青函トンネル 貨物は午後限定 農産物輸送影響最少に 北海道新幹線 高速化へ特別ダイヤ

 2030年度の北海道新幹線札幌延伸に向けた青函トンネルの新幹線の高速化と貨物列車運行を両立しようと、国土交通省は今年度、貨物列車運行を午後に限定する特別ダイヤ編成による新幹線の210キロ走行を行う。速度の遅い貨物列車がいない時間帯を設け、新幹線の所要時間短縮を図る。貨物需要の閑散期を利用することで、農産物などの輸送への影響を抑える。

 北海道新幹線は、北海道と本州を結ぶ青函トンネルとその前後の区間を貨物列車と共用している。このため、1日当たりの走行本数は新幹線、貨物列車共に制約があった。
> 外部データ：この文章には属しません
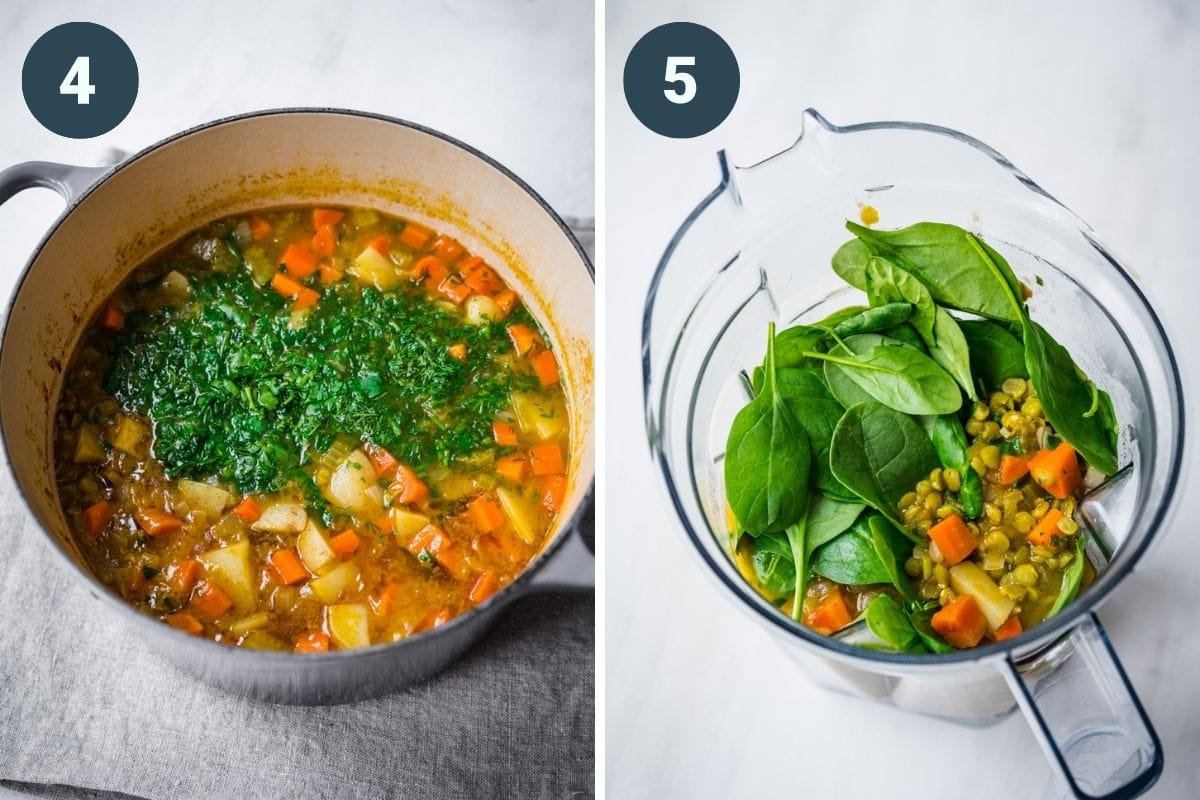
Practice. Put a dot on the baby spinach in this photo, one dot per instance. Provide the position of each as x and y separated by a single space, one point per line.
880 453
1079 411
805 392
1072 578
996 355
888 621
959 270
767 458
951 445
898 377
 また、貨物列車の最高速度は110キロしかなく、盛岡以北を最高260キロで走行可能な新幹線が上下線で新幹線と貨物列車とすれ違うと、風圧で貨物のコンテナが変形する可能性もあり、新幹線は最高160キロで走行してきた。

 現在の運用方法で、東京─札幌間は4時間56分かかる。移動に4時間以上かかると航空機が優位になるという。

 このため、JR北海道は同区間を「4時間半」で結ぶ構想を掲げ、青函トンネル一帯の高速化を求めていた。国交省はこれまで、新幹線のレールをそのまま走行できる貨物新幹線の開発や北海道と本州間を船舶に置き換える案を検討したが、実現に至っていない。

 同省は今回、盆や年末年始の貨物需要の閑散期を利用した特別ダイヤを編成。午前6時~午後3時半は貨物列車を走らせず、新幹線を最高210キロで走行。午後3時半~終電は、新幹線を最高160キロに下げ、貨物列車も走行。これにより、新幹線は3分間、走行時間を短縮できるという。

 国交省鉄道局施設課は「実施時期は未定だが、問題がなければ将来的には一層の速度向上を図りたい」としている。